Aaron Ding, CPI Lab, TU Delft, Netherlands
Dr. Aaron Ding is leading the Cyber-Physical Intelligence (CPI) Lab at TU Delft in the Netherlands. As Tenured Asst Professor of TU Delft and Adjunct Professor in Computer Science at University of Helsinki, his research focuses on edge computing, edge AI, and data-driven IoT services. He has been awarded EU research funding as Consortium Director (€5M) and Principal Investigator (€1.1M) by leading a series of international and national R&D projects (H2020, Marie Curie ITN, German DAAD) in tight collaboration with industrial companies. Prior to TU Delft, he has worked at TU Munich in Germany, Columbia University in the USA, and University of Cambridge in the UK. He obtained his PhD from the Department of Computer Science at University of Helsinki. As funded by Nokia Foundation, vital part of his PhD programme was completed at University of Cambridge and at Columbia University in New York. His research work has received best paper awards and recognition from ACM SIGCOMM, ACM EdgeSys, ACM SenSys CCIoT, and IEEE INFOCOM. He is a two-time recipient of the esteemed Nokia Foundation Scholarships.
Title: Towards Sustainable and Trustworthy Edge AI
Despite of its promise and potential, Edge AI is facing two major challenges for large scale deployment: energy optimization and trustworthiness.
As an important goal of sustainability, the energy consumption of Edge AI needs to be optimized. The energy efficiency is crucial for Edge AI embedded infrastructures (e.g., road side units, micro base stations) to sustainably support advanced autonomous driving and Extended Reality (XR) services in the years to come.

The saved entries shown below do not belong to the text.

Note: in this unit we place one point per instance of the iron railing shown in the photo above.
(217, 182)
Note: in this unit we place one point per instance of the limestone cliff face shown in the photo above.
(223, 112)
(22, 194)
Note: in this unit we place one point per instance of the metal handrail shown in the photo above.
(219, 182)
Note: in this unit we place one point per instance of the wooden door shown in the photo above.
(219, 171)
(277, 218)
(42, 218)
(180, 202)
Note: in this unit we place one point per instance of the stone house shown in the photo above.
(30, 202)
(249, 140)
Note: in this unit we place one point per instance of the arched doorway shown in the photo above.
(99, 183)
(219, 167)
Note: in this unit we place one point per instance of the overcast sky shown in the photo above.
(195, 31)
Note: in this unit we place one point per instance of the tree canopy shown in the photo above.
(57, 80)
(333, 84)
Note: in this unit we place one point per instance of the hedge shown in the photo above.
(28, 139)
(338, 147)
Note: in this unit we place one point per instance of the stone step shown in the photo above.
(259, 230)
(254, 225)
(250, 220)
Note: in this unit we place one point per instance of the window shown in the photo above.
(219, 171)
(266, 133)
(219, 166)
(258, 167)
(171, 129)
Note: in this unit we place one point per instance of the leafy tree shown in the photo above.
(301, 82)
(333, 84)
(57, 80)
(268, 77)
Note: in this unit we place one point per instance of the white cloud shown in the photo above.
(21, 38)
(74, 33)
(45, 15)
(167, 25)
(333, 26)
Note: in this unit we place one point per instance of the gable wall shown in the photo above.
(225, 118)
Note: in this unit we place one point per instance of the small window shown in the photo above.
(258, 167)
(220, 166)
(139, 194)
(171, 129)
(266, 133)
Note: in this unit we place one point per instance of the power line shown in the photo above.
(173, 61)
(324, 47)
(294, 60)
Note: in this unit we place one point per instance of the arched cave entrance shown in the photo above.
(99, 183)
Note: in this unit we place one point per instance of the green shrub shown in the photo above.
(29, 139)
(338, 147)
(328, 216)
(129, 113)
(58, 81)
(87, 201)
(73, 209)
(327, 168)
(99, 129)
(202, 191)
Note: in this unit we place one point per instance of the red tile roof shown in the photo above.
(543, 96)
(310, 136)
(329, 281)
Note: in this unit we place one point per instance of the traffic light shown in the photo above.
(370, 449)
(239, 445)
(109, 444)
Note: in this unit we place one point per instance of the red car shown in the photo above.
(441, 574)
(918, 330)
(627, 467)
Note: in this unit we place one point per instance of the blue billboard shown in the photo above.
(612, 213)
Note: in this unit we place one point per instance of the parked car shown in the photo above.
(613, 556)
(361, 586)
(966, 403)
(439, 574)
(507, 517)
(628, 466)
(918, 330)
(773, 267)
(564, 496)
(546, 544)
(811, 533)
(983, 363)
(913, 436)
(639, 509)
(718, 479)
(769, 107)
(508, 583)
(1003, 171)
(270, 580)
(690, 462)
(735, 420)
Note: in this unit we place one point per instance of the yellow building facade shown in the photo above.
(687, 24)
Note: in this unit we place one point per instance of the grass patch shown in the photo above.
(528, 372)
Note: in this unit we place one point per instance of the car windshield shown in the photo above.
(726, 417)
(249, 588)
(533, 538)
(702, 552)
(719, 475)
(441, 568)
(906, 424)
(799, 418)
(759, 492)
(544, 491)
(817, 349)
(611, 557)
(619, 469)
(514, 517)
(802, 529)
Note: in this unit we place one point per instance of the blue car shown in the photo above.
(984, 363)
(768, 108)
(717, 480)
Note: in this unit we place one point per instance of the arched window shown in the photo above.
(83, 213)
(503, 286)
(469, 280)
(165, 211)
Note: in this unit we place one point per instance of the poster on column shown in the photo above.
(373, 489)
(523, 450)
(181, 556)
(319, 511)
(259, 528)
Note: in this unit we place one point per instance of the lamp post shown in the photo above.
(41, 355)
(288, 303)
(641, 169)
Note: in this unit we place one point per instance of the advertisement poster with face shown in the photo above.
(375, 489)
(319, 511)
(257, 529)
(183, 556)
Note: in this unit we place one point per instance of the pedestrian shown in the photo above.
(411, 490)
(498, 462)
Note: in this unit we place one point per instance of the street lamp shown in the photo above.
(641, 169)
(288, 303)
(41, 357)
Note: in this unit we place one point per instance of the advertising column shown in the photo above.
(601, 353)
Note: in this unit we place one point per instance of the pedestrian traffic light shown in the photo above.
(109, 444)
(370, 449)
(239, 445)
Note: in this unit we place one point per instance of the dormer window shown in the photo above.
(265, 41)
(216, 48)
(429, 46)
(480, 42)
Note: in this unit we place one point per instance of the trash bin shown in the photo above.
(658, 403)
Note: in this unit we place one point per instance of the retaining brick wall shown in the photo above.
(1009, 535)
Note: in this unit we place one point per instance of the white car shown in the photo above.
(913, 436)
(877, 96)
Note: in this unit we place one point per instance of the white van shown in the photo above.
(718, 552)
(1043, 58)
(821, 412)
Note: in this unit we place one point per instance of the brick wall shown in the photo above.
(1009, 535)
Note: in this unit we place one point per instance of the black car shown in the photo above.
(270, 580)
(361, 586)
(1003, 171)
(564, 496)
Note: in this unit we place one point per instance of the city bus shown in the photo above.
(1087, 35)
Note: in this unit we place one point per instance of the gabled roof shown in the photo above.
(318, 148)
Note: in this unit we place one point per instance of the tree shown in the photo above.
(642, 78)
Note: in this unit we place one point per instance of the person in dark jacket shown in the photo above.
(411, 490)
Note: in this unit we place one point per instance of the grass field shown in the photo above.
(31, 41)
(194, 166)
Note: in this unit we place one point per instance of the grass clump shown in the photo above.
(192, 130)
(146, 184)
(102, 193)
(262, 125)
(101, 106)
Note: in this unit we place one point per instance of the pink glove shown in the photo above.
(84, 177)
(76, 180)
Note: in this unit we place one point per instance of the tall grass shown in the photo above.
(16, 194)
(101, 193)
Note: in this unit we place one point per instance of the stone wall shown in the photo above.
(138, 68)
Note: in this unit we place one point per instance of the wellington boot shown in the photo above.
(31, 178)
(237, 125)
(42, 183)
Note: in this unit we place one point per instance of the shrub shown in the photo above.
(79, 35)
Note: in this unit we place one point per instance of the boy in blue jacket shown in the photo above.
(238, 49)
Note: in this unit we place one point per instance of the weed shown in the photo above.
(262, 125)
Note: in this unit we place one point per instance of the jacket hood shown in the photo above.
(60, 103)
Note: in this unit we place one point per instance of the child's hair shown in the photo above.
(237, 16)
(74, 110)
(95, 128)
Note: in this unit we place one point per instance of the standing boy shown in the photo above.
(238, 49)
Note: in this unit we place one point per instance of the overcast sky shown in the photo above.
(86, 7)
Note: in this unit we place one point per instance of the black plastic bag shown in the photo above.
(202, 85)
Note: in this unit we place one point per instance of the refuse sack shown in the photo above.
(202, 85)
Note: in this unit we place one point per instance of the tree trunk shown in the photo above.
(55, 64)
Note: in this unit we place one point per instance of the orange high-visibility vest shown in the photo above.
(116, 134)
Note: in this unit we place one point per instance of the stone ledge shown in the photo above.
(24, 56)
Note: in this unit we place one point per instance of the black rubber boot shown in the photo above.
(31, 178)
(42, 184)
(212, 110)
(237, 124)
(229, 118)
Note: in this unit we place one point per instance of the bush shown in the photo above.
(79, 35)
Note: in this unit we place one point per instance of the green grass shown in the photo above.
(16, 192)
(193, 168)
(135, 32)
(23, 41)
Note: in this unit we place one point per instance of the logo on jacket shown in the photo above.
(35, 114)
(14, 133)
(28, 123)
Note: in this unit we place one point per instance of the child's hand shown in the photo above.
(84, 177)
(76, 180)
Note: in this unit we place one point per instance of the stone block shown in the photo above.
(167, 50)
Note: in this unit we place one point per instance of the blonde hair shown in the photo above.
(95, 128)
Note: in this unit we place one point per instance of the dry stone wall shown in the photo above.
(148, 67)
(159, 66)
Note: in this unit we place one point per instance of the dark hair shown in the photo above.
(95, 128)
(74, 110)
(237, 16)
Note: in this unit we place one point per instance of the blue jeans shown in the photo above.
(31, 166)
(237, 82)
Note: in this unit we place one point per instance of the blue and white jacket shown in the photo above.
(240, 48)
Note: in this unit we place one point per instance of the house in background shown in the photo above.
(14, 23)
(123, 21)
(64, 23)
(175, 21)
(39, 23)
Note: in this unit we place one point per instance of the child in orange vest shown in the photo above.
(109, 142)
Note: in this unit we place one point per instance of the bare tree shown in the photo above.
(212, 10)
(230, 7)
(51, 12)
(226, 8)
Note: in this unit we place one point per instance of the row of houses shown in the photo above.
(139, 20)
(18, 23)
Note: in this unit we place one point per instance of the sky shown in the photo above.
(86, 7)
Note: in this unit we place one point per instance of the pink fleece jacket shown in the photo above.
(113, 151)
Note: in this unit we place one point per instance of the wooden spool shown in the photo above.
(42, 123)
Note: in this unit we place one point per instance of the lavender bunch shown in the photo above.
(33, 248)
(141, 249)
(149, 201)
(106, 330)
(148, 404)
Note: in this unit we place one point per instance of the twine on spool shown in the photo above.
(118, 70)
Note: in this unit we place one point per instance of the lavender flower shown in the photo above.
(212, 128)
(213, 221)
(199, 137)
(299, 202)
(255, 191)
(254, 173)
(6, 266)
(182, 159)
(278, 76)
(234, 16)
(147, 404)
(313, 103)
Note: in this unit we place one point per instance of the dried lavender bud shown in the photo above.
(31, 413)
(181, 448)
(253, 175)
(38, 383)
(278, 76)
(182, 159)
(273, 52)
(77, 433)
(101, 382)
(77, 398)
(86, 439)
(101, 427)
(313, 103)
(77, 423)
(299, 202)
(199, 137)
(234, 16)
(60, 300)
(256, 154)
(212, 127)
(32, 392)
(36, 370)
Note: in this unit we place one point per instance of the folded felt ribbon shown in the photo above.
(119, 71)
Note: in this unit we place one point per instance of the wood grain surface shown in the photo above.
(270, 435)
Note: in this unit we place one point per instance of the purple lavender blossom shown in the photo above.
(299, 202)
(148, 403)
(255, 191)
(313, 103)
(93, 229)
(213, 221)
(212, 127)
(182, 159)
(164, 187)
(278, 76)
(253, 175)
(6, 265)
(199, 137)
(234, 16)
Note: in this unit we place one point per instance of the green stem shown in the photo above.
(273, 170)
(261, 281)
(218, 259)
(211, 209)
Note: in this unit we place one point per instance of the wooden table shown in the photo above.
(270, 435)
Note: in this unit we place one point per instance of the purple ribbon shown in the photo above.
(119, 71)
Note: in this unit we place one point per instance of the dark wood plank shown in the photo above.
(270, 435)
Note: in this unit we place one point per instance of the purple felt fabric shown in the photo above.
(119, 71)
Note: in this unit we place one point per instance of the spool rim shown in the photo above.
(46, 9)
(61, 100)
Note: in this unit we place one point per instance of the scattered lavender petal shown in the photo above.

Through the pipeline of data acquisition, transfer, computation, and storage, there exists the possibility for Edge AI to trade off accuracy to less power and less time consumed. For instance, noisy inputs from numerous sensors can be selectively processed and transferred in order to save energy. A set of applications would be satisfied with an ‘acceptable’ accuracy instead of exact and absolutely correct results. By introducing this new dimension of accuracy to the optimization design, the energy efficiency can even be improved by a factor of 10x.
Concerning trustworthiness, Edge AI benefits from its close proximity to the end-devices and users. However, due to the distributed deployment and deep penetration into personal context, the safety and perceived trustworthiness for Edge AI services are raising concerns among the stakeholders (e.g., end users, public sectors, ISP). To achieve trustworthy Edge AI, critical building blocks are needed including verification and validation software-hardware mechanisms that ensure transparency and explainability, especially in the training and deployment of Edge AI in decentralized, uncontrolled environments. The trustworthiness of Edge AI is a stepping stone to establish an appropriate governance and regulatory framework, on which the promise of Edge AI can be built.